The United States says it is canceling a decades-old friendship treaty with Iran after Tehran cited it in an international court case against Washington's sanctions policy.
"I'm announcing that the US is terminating the 1955 Treaty of Amity with Iran. This is a decision, frankly, that is 39 years overdue," Secretary of State Mike Pompeo told reporters on October 3, referring to the year of the 1979 Islamic Revolution.
After the announcement, Tehran slammed the United States as an "outlaw regime."
The U.S. move came after the top UN court ordered the United States to ease sanctions it reimposed on Iran following Washington's withdrawal from the 2015 nuclear accord between Tehran and world powers earlier this year.
The 1955 Treaty of Amity, Economic Relations, and Consular Rights called for "friendly relations" between Iran and the United States, encouraged mutual trade and investment, regulated diplomatic ties, and granted the International Court of Justice (ICJ) jurisdiction over disputes.
It was signed at a time of close relations between Washington and Tehran, long before the 1979 revolution brought about decades of hostility between the two.
In August, Washington slapped a first round of punitive measures on Iran after President Donald Trump in May pulled the United States out of the 2015 nuclear deal aimed at curbing Tehran's nuclear ambitions.
The U.S. moves sent Iran's economy into a downward spiral with the national currency, the rial, hitting record lows.
Iran challenged the reinstatement of sanctions in a case filed in July at the ICJ in The Hague, arguing that it breaches the friendship treaty between the two countries and accusing the United States of "economic aggression."
U.S. lawyers responded by saying the reimposition of the sanctions was legal and a national security measure that cannot be challenged at the UN court.
In a preliminary ruling in the case, the ICJ said earlier on October 3 that exports of "humanitarian" goods such as medicines and medical devices, food, and agricultural commodities" should be allowed, as well as aviation safety equipment.
It said the U.S. sanctions on such goods breached the 1955 treaty between Iran and the United States.
Announcing the decision, the court's president, Judge Abdulqawi Ahmed Yusuf, said U.S. sanctions on goods "required for humanitarian needs...may have a serious detrimental impact on the health and lives of individuals on the territory of Iran."
Sanctions on aircraft spare parts, equipment, and associated services have the "potential to endanger civil aviation safety in Iran and the lives of its users," he also said.
The ruling is a decision on so-called provisional measures ahead of a final decision on the matter, which may take several years, according to experts.
Speaking to reporters, Pompeo said the ruling “marked a useful point for us to demonstrate the absolute absurdity of the Treaty of Amity between the United States and the Islamic Republic of Iran."

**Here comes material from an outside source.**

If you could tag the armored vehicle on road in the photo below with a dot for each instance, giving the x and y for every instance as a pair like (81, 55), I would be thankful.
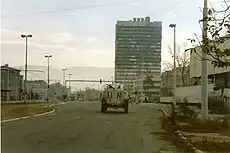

He also said the United States was "disappointed" that the ICJ "failed to recognize that it has no jurisdiction to issue any order relating to these sanctions measures with the United States, which is doing its work on Iran to protect its own essential security interests."
The secretary of state said that Iran's claims under the treaty were "absurd," citing Iran's “history of terrorism, ballistic-missile activity, and other malign behaviors,” and accused Tehran of "abusing the ICJ for political and propaganda purposes."
Pompeo added that the United States will work to ensure it is providing humanitarian assistance to the Iranian people.
"Today US withdrew from an actual US-Iran treaty after the ICJ ordered it to stop violating that treaty in sanctioning Iranian people. Outlaw regime," Iranian Foreign Minister Mohammad Javad Zarif later tweeted.
Earlier, Zarif called the court decision "another failure for sanctions-addicted” U.S. government and “victory for rule of law."
And the Foreign Ministry said the ruling "proved once again the Islamic Republic is right and the U.S. sanctions against people and citizens of our country are illegal and cruel."
The U.S. ambassador to the Netherlands, Peter Hoekstra, said it was "a meritless case over which the court has no jurisdiction."
He added that the ruling did not go as far as Iran had requested, saying the court “issued a narrow decision on a very limited range of sectors."
The ICJ rules on disputes between UN member states. Its decisions are binding and cannot be appealed, but it has no mechanism to enforce them.
Both Washington and Tehran have ignored ICJ decisions in the past.
Later in the day, U.S. National Security Adviser John Bolton announced that the administration was pulling out of an amendment to the 1961 Vienna Convention on Diplomatic Relations that gives the ICJ jurisdiction to hear disputes between states.
Bolton also told a White House briefing that Washington will review all international agreements that “may still expose the United States to purported binding jurisdiction, dispute resolution” in the ICJ.
“We will not sit idly by as baseless politicized claims are brought against us," he said.